Come hai vissuto l’esplosione indie? Molte delle nuove giovani voci femminili lavorano su sonorità simili alle tue di inizio carriera…Penso ad Ariete, a Ginevra…
Io non ho mai ragionato secondo quello che mi veniva richiesto, anzi, spesso era pericoloso che mi venisse richiesto qualcosa, perché io poi avevo la spinta a fare tutto il contrario. Anche questo è dovuto alla formazione degli anni ’90, si faceva tutto controcorrente, facevamo musica in posti non istituzionali e volevamo che ci venissero a trovare lì; facevamo musica strana, non la classica schitarrata. Stimo moltissimo Ginevra, come cantante e come autrice, è veramente brava, canta divinamente e mi piace la sua attitudine, lei un po' agisce come me, senza però aver vissuto quel momento di rottura, perché se l’è ritrovato a livello generazionale. Poi, per quanto riguarda il mercato, quello che richiede alle cantanti è una storia vecchia, dipende tu quanto sei disposto ad adeguarti alle richieste che l’industria musicale ti fa, è una sollecitazione costante, “Facciamo una cosa che assomiglia a quell’altra, perché oggi va di moda”, e queste cose qua sono la morte della creatività. Poi sono scelte, alle volte sono obbligate, io ho sempre cercato di scappare anni luce da queste dinamiche, l’industria musicale ci sarà sempre e sempre cercherà di rincorrere e attingere dall’underground tutto ciò che c’è di innovazione, perché poi cerca di fagocitarlo e vomitarlo in forma più commerciale, ma questa è una cosa vecchissima. I musicisti poi si dividono tra chi segue queste sollecitazioni e chi va per la sua strada.

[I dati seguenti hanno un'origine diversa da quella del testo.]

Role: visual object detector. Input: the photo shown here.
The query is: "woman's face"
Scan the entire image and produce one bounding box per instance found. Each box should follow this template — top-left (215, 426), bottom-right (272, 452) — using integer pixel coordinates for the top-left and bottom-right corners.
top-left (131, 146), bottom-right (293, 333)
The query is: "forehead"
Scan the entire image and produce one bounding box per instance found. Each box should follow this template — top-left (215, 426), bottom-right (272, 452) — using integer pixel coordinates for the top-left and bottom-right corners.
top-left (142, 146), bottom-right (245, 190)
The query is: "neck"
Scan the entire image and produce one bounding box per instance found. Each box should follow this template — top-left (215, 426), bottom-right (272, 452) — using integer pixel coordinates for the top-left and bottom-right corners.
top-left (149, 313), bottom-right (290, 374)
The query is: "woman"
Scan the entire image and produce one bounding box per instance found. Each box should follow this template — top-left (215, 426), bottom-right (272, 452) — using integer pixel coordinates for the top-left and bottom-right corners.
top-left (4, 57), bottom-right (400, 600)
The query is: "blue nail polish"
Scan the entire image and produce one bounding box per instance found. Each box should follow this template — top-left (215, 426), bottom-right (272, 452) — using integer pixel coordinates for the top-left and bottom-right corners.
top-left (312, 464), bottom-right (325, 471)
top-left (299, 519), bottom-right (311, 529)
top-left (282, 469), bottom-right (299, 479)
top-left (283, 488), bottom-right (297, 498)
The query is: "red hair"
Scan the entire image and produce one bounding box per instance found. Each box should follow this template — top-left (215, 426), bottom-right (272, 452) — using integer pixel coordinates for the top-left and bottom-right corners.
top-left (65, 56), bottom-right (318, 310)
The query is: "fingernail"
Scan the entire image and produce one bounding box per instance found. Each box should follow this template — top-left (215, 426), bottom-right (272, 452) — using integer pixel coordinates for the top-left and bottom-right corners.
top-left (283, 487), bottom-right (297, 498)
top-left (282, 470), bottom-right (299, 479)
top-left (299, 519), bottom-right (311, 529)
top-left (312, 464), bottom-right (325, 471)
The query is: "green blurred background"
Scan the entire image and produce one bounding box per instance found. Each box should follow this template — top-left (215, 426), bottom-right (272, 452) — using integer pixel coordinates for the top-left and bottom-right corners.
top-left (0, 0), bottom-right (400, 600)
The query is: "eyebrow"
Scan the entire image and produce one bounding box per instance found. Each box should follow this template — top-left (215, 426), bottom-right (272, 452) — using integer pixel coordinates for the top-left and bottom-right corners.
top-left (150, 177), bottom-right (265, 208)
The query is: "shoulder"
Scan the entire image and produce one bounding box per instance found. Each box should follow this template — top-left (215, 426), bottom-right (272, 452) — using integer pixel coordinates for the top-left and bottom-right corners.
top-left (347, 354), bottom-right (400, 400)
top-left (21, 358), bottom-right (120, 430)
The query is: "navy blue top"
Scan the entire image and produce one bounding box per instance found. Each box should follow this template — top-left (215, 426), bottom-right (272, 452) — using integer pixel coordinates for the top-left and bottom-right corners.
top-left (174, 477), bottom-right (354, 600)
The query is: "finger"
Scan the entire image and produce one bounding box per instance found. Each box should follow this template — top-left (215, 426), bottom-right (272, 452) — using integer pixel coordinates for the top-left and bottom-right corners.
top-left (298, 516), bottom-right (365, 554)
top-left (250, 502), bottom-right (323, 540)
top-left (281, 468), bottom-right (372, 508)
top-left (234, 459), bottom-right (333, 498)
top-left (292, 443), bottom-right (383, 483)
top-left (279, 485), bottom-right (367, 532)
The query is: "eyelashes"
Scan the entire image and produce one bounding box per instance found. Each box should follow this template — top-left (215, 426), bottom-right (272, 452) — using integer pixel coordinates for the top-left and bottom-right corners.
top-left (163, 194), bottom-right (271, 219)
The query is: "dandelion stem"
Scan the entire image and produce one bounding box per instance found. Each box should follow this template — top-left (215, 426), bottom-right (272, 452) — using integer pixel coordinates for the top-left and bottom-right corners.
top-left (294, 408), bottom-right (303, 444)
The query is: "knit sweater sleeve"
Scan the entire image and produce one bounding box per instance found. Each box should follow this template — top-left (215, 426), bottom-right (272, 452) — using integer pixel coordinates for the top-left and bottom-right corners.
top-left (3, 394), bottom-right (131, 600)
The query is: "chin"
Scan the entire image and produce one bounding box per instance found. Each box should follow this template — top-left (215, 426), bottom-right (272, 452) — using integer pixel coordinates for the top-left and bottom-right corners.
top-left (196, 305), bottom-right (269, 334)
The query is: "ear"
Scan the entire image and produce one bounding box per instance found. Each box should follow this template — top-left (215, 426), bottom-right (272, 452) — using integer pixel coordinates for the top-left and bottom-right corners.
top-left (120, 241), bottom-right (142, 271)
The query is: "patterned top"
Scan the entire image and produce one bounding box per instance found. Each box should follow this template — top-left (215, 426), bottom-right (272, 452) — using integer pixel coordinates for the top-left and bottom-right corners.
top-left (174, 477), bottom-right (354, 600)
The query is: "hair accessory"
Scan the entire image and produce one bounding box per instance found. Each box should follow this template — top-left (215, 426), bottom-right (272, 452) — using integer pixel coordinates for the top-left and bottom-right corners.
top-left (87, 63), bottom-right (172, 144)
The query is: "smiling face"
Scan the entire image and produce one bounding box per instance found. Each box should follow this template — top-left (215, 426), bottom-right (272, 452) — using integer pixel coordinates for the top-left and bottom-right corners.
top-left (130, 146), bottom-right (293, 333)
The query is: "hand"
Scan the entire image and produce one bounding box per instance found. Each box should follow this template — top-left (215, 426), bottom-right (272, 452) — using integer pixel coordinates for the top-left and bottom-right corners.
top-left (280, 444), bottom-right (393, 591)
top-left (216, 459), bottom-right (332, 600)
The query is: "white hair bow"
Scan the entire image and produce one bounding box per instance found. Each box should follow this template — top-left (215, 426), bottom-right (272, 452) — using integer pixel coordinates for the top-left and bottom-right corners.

Negli ultimi anni si fa un gran parlare della difficoltà che hanno le donne nel mondo della discografia…
Le cose sono molto cambiate per fortuna da quando io ho cominciato a lavorare, ai tempi c’erano molte meno donne nel mondo della musica, sia come musiciste che come addette ai lavori. Oggi invece le cose sono molto diverse, ci sono molte più ragazze che scrivono, cantano, compongono, producono, molte più donne che occupano ruoli manageriali, la mia manager è una donna, il mio ufficio stampa è una donna, per fortuna oggi posso avere a che fare con più donne. Per fortuna le cose sono cambiate, menomale. Poi ci sarà sempre quello che ti verrà a chiedere “Ma chi te li scrive i pezzi?” ma non ci facciamo neanche più caso.